Our Komand case management feature landed on balancing essential analyst features, new features identified in our research phase, and an emphasis on multiple forms of data processing and visualization. We developed a previously non-existent in-investigation messaging box that doubles as a pin-up board for urgent and essential messages for everyone working in the investigation. Analysts had struggled with sifting through overwhelming amounts of data, and our design focuses on the ability to quickly identify, visually, different types of incidents and tasks, and the ability to filter and color code groups of data. The left side panel contains a checklist, the core feature meant to guide and facilitate best practices in new and inexperienced analysts. Our final design aims to optimize the workflow for neophyte analysts and the most experienced analysts who want to move more intuitively through an investigation, and not waste time on low-value minutia.

 
 
 
 
 
 

COMMUNICATING THE DESIGN/PITCHING:

When we were planning to present this feature, we knew we’d be pitching to multiple stakeholders with varying familiarity with cybersecurity and the Komand product. I led the presentation design, where we aimed to both contextualize the need for the product, the strength of our design conclusion and implementation, and build a narrative that would be broadly relatable and compelling. So we brought it down to the simplest question, what do you need to do to be successful in cybersecurity incident response? We concluded that you need the capacity to see and process a lot of information, curious detective instincts, and a prescient understanding of cybercrime. So we developed an informative, and sometimes tongue-in-cheek motif around our tool that empowers analysts to channel their inner Sherlock Holmes, and ultimately reveals the case management feature as a loyal, tireless facilitator of our best detective instincts, your own Dr Watson.

 
 
watson_2.png
 
 

PRODUCT OUTCOMES:

We presented and delivered this Komand feature prototype in late May 2018. Komand is updating and modifying many components of it’s software (in part due to a continuous alignment with Rapid 7 after a 2017 merger), and the case management feature is intended to be integrated into the product offering by late 2018.

 
 
 
 
 
 

CHALLENGES/REFLECTIONS:

As they say in The Best Exotic Marigold Hotel, “It all works out in the end. And if it hasn’t worked out, it’s not the end.” In the end, this all worked out, in that it brought real value to the next team that will be refining it and taking it to launch, and brought immense growth insights for my work moving forward. In terms of project management, I realized the importance of facilitating more discussions around team member strengths, and better coordinating task sequencing. I felt some tasks were redundant or not well allocated, and given the tight time frame, I know we could’ve done a better job of optimizing all our talents and abilities at the right times. One takeaway was better aligning workflows and internal handoffs. The nature of the client relationship and engagement also minimized our capacity to test and reframe the problem, develop robust user flows, and robust target user testing.
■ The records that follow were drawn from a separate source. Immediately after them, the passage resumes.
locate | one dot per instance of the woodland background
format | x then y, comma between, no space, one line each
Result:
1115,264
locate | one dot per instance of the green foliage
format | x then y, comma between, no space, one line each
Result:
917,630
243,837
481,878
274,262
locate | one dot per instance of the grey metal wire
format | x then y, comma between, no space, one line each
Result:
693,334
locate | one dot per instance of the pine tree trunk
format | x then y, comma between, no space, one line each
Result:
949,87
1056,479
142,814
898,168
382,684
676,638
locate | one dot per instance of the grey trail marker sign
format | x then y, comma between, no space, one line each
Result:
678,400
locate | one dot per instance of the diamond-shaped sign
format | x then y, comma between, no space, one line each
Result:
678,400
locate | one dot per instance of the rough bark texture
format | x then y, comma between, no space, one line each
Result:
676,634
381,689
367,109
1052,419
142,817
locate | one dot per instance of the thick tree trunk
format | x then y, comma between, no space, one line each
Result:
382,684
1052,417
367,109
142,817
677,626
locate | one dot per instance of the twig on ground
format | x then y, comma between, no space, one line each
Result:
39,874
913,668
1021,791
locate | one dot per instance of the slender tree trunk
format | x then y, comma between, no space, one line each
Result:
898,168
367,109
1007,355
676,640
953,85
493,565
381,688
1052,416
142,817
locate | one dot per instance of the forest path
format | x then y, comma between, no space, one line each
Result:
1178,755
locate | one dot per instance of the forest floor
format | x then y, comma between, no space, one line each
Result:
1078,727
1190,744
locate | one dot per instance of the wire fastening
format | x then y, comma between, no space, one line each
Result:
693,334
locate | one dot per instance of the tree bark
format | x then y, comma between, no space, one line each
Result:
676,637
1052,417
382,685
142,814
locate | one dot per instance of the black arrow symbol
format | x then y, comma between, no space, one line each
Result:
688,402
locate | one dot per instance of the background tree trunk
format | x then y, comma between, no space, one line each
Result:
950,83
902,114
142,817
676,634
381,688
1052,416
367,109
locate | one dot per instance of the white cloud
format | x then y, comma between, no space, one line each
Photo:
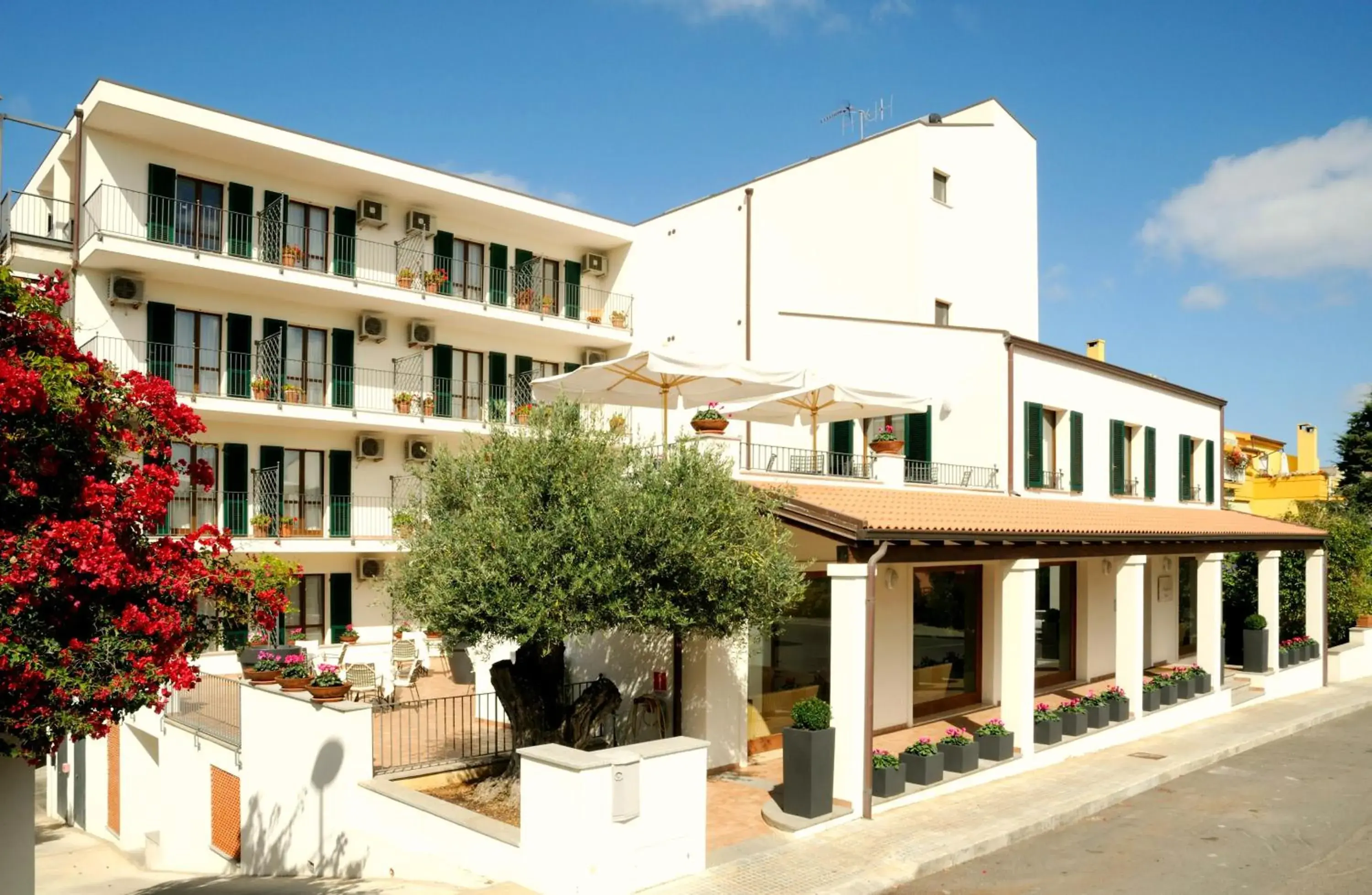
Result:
1293,209
1205,298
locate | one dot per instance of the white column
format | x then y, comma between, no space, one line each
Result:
1270,599
848,679
1014,643
1130,594
1209,613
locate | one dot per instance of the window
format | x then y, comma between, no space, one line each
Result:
197,353
940,187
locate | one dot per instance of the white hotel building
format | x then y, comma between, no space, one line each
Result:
1056,518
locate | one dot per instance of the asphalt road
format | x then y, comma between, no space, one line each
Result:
1294,816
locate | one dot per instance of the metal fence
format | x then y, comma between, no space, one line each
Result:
210,708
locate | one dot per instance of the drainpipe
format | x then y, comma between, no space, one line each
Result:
869,672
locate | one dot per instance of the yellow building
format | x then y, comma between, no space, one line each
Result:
1261,477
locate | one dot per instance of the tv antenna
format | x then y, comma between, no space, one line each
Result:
854,118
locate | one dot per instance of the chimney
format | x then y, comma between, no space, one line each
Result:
1307,448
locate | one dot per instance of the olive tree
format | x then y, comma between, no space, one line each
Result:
559,529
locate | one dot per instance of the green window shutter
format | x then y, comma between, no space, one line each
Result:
241,221
341,603
345,242
343,378
498,386
444,380
1077,438
341,494
161,203
1209,470
1150,462
444,260
161,339
500,279
1034,445
573,304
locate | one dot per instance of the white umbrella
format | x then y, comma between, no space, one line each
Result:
649,379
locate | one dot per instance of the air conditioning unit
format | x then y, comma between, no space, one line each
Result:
419,450
419,223
125,291
371,446
371,328
423,335
595,265
370,568
371,213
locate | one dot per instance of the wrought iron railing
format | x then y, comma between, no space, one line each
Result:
407,264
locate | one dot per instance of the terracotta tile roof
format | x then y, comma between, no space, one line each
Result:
954,516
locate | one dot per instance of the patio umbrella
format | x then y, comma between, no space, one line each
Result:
651,379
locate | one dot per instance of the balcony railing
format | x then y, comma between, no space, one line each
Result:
264,376
955,474
36,217
408,264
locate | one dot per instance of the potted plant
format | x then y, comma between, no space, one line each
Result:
1117,702
1256,643
1073,717
888,778
887,442
995,742
297,672
1047,725
922,762
327,686
961,753
710,419
809,760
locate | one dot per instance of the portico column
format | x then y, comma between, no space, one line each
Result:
1209,613
1014,640
847,676
1128,572
1270,599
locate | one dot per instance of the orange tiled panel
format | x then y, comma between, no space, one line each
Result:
112,746
224,813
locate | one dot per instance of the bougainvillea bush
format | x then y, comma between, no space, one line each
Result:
98,614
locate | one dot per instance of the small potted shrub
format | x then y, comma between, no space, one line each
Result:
961,753
327,686
922,762
809,760
1073,717
888,778
1047,725
1256,643
710,419
995,742
885,442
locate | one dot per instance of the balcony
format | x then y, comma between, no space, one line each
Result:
267,240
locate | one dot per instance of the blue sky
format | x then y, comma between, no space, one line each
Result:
1249,277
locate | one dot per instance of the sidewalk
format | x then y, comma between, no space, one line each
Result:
907,843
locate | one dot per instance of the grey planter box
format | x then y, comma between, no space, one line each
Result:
1254,650
1119,710
888,782
922,769
807,772
997,747
1047,732
961,760
1073,723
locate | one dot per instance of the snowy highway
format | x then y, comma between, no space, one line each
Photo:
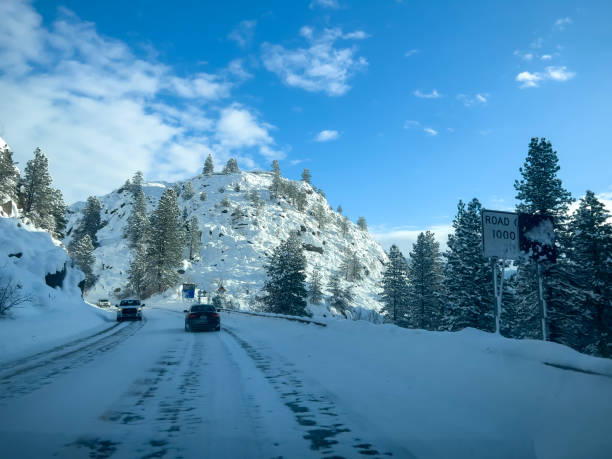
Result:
266,387
149,389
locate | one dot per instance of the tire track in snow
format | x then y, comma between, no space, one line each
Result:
325,429
49,365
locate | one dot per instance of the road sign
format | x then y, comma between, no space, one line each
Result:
500,234
537,237
188,290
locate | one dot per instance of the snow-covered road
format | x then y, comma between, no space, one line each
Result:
264,387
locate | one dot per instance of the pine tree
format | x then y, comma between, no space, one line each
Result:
395,287
81,252
165,250
469,293
285,284
591,272
9,174
315,293
39,201
540,191
91,221
361,223
188,191
209,166
425,283
341,298
138,272
194,238
138,222
231,167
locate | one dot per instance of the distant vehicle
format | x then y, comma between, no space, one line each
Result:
129,310
202,317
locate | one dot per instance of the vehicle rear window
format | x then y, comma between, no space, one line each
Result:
202,308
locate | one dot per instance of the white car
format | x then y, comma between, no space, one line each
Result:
129,310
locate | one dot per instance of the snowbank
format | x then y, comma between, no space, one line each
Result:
49,315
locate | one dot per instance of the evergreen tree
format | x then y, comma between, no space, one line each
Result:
540,191
469,292
165,250
591,273
425,283
9,174
209,166
138,273
395,287
361,223
188,191
39,201
194,238
315,292
341,298
231,167
138,222
285,284
81,252
136,186
91,221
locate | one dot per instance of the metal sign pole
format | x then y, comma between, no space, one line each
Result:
498,290
542,301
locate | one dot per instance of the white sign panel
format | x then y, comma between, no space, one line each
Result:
500,234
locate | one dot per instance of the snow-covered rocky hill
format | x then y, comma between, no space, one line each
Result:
237,238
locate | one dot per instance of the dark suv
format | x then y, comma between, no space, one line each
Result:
129,310
202,317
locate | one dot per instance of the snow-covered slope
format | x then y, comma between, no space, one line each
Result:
47,314
234,250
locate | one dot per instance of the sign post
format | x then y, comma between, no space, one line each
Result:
500,241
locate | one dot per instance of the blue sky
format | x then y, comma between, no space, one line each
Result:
398,108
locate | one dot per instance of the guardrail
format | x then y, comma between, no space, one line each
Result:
275,316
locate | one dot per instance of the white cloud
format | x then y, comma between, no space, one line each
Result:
532,80
562,22
329,4
243,33
321,67
405,237
411,124
423,95
100,112
477,99
327,135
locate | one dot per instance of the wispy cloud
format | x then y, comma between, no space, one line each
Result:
87,99
327,4
243,33
434,94
561,23
322,66
477,99
533,80
327,135
411,124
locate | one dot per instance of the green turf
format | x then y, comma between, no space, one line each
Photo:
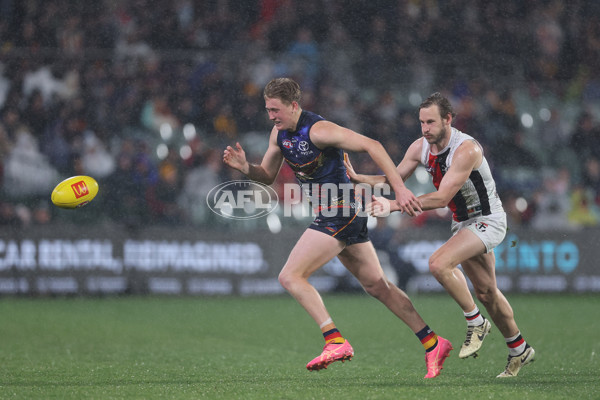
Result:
256,348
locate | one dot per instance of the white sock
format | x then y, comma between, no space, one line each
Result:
516,345
474,317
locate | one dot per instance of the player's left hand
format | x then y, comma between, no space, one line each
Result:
407,202
349,169
378,207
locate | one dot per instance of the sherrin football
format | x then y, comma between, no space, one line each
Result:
75,192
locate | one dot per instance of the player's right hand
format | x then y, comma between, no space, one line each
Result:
407,202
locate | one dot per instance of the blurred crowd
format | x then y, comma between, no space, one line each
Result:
144,95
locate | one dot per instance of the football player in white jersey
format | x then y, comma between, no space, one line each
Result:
464,184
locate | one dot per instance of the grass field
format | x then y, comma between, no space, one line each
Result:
257,348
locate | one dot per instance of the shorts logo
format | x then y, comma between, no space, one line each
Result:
303,145
80,189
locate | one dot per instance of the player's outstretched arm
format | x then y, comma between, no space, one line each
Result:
326,133
266,172
371,180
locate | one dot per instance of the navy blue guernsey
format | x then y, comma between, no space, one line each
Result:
316,167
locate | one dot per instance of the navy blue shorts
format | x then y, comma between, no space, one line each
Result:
350,230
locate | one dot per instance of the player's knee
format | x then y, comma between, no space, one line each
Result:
377,288
285,279
485,295
436,266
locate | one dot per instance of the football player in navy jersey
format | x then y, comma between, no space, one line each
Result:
314,149
464,184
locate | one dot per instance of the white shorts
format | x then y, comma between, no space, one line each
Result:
491,229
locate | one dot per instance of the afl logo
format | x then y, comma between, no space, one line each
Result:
242,200
303,145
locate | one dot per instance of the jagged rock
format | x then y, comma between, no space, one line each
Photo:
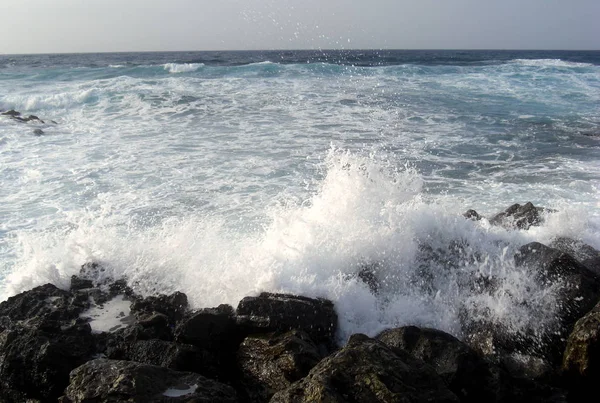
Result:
78,283
173,306
472,215
272,362
175,356
211,328
581,362
104,380
577,291
366,370
521,217
586,254
12,113
468,375
281,312
465,372
43,303
36,361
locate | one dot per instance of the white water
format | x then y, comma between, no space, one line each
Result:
223,188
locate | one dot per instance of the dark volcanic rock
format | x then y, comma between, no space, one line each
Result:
175,356
586,254
270,363
212,328
581,362
464,371
366,370
46,302
521,217
579,287
37,362
281,312
468,375
173,306
104,380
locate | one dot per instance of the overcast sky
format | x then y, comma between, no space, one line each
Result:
56,26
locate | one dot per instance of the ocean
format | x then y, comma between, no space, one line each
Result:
224,174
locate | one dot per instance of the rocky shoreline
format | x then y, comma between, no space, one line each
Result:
104,343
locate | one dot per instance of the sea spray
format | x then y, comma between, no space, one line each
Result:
363,212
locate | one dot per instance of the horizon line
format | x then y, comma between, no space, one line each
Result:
305,50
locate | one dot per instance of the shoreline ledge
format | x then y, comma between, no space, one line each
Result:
104,343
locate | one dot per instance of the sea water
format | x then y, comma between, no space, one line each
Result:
224,174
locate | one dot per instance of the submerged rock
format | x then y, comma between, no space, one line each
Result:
471,377
37,361
272,362
581,362
519,217
366,370
281,312
586,254
104,380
Given our reality, I feel testing and reframing the problem would’ve been difficult under the best of circumstances, but more user flows and user testing were very achievable and real misses on our part. I feel our struggle with accessing or generating in depth user research hampered our ability to develop confident and informed user flows. Given those limitations (and lack of access to junior analysts), I’d like to explore new methods for gaining user insights under such constraints. Though I feel a real excitement in exploring process solutions to challenging circumstances, this project really strengthened my conviction to do everything in my power to have a very close working relationship with the lead researcher, if they're not already embedded on the team.